# 245/35/15 dunlop sp 9000 on a Rabbit



## bunnychopper (Dec 23, 2003)

*What is the widest low profile 15" trie*

I've fouund some 245/35/15 you read right that’s 9.64" wide 21.75" diameter and 3.37" sidewall on a 15'' rim! But there are only made in the UK. http://www.kwik-fit.com/tyre-search.asp speed rating is Z. Of course they cost an arm and a leg 189 pounds = 327$ * 4 = $1308 and including shipping which I can’t even imagine. Oh and did I mention there are not DOT legal. So my dreams of running the widest tires physically possible on a rabbit are squashed. The closest thing I can find is a 225/45/15 Kumho Ecsta http://www.tirerack.com/tires/...ace=6. Does anyone know of a wider tire that is under 23 inches for a 15” rim?


_Modified by bunnychopper at 10:26 PM 7-8-2005_


----------



## bunnychopper (Dec 23, 2003)

I know some one out there knows if there is a wider tire


----------



## jib.ninja (Oct 27, 2003)

*Re: (bunnychopper)*

where are you driving that you need something that wide? there are always slicks. Hoosier, hankook, etc. all make really wide 15" tires


----------



## bunnychopper (Dec 23, 2003)

I building my own wide body and I want to build the car around the tires. The car will mostly be just a show car which, I might take to the track, so I need DOT legal tires.

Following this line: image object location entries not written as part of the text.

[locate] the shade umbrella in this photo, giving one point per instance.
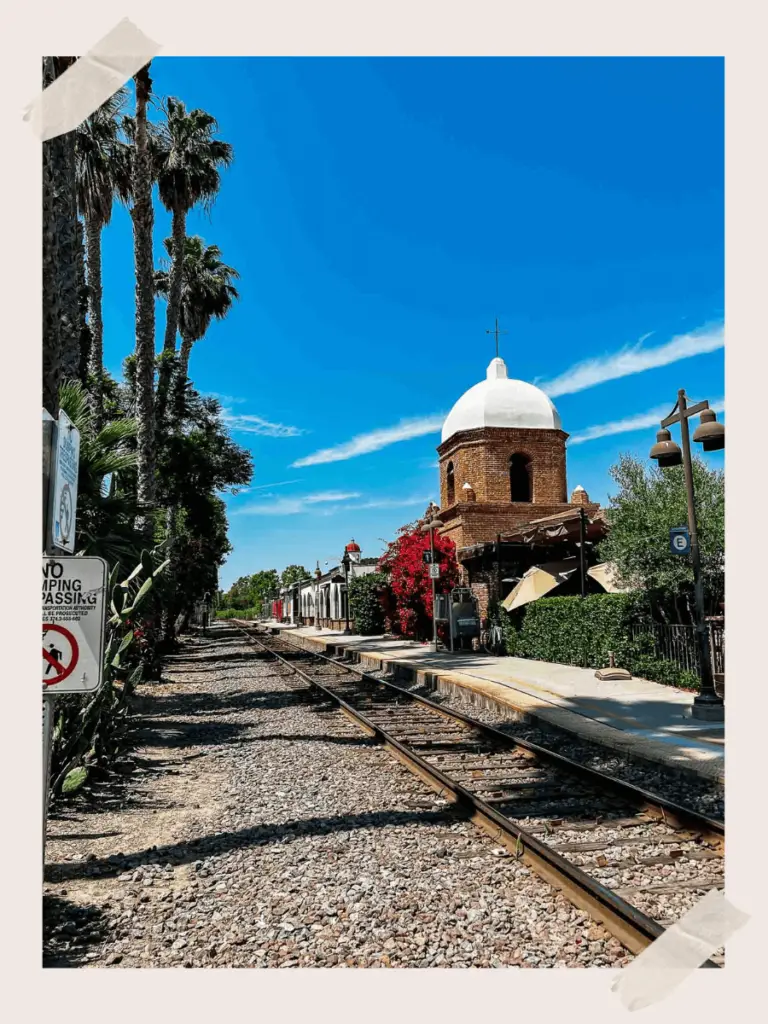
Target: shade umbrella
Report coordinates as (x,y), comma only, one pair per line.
(537,582)
(607,576)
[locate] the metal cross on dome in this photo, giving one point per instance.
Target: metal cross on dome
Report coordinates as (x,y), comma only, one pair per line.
(497,332)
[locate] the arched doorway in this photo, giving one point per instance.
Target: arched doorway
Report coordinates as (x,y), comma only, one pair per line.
(520,478)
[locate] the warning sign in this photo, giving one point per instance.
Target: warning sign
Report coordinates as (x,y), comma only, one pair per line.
(60,652)
(74,594)
(65,483)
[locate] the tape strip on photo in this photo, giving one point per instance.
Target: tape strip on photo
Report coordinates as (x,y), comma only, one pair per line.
(683,947)
(90,81)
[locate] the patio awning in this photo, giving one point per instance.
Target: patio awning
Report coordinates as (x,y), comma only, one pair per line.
(539,580)
(606,574)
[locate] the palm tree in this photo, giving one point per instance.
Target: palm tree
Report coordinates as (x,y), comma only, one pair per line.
(102,174)
(207,293)
(143,218)
(60,300)
(187,173)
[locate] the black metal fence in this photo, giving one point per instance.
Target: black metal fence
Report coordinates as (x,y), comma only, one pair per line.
(678,644)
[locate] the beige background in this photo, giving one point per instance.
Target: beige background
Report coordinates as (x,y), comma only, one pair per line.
(735,29)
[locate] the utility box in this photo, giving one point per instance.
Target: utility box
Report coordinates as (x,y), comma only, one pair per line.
(459,610)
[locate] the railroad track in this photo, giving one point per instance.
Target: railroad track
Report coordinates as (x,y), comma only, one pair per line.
(633,860)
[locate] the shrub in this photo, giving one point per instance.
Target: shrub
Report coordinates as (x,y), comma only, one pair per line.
(657,670)
(366,603)
(238,613)
(508,624)
(410,590)
(584,631)
(579,631)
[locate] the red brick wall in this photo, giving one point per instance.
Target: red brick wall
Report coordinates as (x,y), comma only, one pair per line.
(481,459)
(471,522)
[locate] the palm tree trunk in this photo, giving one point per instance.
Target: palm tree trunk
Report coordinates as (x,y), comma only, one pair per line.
(178,232)
(143,216)
(182,371)
(167,617)
(83,328)
(60,337)
(95,363)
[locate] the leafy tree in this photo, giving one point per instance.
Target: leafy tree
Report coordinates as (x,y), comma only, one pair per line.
(206,293)
(410,582)
(367,603)
(61,256)
(107,506)
(142,215)
(187,164)
(649,502)
(195,465)
(293,573)
(102,175)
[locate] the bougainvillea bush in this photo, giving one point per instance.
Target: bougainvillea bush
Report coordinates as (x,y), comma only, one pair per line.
(410,611)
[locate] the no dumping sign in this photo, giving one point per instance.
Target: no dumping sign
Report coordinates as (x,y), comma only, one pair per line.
(74,593)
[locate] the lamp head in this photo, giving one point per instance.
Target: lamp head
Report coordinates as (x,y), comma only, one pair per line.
(710,433)
(666,452)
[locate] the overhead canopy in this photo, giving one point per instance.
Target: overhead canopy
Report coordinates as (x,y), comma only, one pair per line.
(539,580)
(606,574)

_Modified by bunnychopper at 7:25 AM 7-12-2005_


----------



## jib.ninja (Oct 27, 2003)

*Re: (bunnychopper)*

well Hoosier makes a few 245/45/15's, 245/50/15 and even a 275/50/15







in a DOT approved tire. They have a disclaimer saying not to drive them on the street because obvisouly if you hit standing water your skating. Also they have no road hazard or treadwear. Of course your building a show car based around the tires lol... so this will probably work
Check out the A3S04/A3S05 & R3S04 tires http://****************.com/smile/emthup.gif


----------



## bunnychopper (Dec 23, 2003)

WOW that is a scary warning
"WARNING
NOT FOR HIGHWAY USE: All Hoosier Racing Tires including DOT labeled Hoosier Racing Tires are designed for racing purposes only on specified racing surfaces and are not to be operated on public roadways. DOT labeled Hoosier Racing Tires meet Department Of Transportation requirements for marking and performance only and are NOT INTENDED FOR HIGHWAY USE. It is unsafe to operate any Hoosier Racing Tire including DOT tires on public roads. The prohibited use of Hoosier Racing Tires on public roadways may result in loss of traction, unexpected loss of vehicle control, or sudden loss of tire pressure, resulting in a vehicle crash and possible injury or death."
I probably would run these if there were less than 23" tall, these are 23.6". I think I'm just going to go with the Kumho 225/45/15. Thanks for the suggestion.


----------



## jib.ninja (Oct 27, 2003)

*Re: (bunnychopper)*

thats just for insurance reasons. Do you think it would be any safer to have your tire blow off at 200+k on the track? maybe a bit, but still


----------